Hill's Touring Collection Concludes at Nasher

Elizabeth Catlett, Cartas, 1986.

Elizabeth Catlett, Cartas, 1986. Lithograph, 28 x 19 inches. © Elizabeth Catlett. From the Grant Hill Collection of African American Art.

Romare Bearden, The Conjur Woman,circa 1979.

Romare Bearden, The Conjur Woman, circa 1979. Collage on board,23 x 15 inches. Lent by Evelyn N. Boulware and
Russell J.Goings.

Something All Our Own: The Grant Hill Collection of African American Art," which began a six-city national tour at the Orlando Museum of Art in November 2003, culminates at Duke's Nasher Museum of Art with a special exhibit from March 4 through July 16. The collection of Hill '94, the former Duke basketball star who now plays for the NBA's Orlando Magic, includes forty-six paintings, collages, sculptures, and works on paper by the most important African-American artists of the twentieth century. The exhibition includes collages, prints, sculptures, and paintings by Romare Bearden, Elizabeth Catlett, and John Biggers. Alongside those works are moody, solitary paintings by Hughie Lee-Smith, paintings by self-taught artist John Coleman, and sketches and paintings by the late Arthello Beck Jr.

"I am especially pleased to bring art and basketball together at Duke during the museum's inaugural year--and at the start of March Madness," says Kimerly Rorschach, the Mary D.B.T. and James H. Semans Director of the Nasher Museum. "Mr. Hill's exhibition is an exciting opportunity for the museum to reach new audiences."

"Something All Our Own" coincides with the Nasher Museum's "Conjuring Bearden," a new exhibition that explores artist Romare Bearden's careerlong fascination with the "conjur" woman. Both shows will be accompanied by a range of interdisciplinary programs, including a two-day scholarly symposium on Bearden, a film series, jazz concert, and Family Day event.

The Nasher Museum is the final venue for the Hill collection, which traveled to New Orleans, Baltimore, Dallas, Houston, and the Basketball Hall of Fame in Springfield, Massachusetts. Hill and his wife, five-time Grammy nominee Tamia Hill, collected works over the past nine years to build "Something All Our Own." Hill, a six-time NBA All-Star, says his love of art and sports was inspired by his father, former Dallas Cowboys running back Calvin Hill.

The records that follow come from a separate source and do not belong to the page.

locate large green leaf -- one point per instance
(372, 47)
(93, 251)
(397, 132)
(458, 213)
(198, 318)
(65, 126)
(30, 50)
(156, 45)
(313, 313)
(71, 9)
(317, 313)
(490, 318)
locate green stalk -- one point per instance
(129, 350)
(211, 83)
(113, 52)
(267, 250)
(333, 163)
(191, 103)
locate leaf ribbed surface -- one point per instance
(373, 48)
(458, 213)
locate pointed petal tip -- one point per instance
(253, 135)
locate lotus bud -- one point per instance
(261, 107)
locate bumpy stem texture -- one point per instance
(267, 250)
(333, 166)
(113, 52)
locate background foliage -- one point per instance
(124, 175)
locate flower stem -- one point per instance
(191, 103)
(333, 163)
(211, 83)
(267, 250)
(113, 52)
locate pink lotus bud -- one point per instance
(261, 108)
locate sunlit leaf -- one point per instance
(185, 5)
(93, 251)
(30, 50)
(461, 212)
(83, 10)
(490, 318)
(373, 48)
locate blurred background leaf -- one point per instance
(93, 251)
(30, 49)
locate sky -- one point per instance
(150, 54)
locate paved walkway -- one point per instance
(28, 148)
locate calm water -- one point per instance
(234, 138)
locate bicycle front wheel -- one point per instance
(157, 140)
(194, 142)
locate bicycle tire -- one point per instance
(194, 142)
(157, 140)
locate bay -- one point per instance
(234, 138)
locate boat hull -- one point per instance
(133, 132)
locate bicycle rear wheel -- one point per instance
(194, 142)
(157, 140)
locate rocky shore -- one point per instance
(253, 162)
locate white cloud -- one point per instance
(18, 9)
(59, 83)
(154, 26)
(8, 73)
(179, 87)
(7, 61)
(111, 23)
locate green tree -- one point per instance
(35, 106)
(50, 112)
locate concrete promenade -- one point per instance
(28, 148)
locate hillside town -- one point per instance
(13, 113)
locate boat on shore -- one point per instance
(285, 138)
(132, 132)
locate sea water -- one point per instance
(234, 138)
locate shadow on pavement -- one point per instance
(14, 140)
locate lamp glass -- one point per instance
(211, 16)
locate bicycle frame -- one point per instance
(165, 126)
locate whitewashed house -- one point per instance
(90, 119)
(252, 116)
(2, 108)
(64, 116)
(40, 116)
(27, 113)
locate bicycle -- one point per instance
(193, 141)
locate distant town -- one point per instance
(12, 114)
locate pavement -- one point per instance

"I wanted to be like my father," says Hill, an integral part of two Duke national championship teams. "As a child, our home was filled with paintings, sculptures, and artifacts from places throughout the world, but especially what my father calls 'Third World' art. It had a profound impact on me and shaped my own thinking about collecting African-American art and sharing my collection."

"Something All Our Own" was organized by Hill and Alvia J. Wardlaw, director/curator of the University Museum at Texas Southern University and curator of modern and contemporary art at the Museum of Fine Arts, Houston. The exhibition is sponsored by Wachovia Corporation.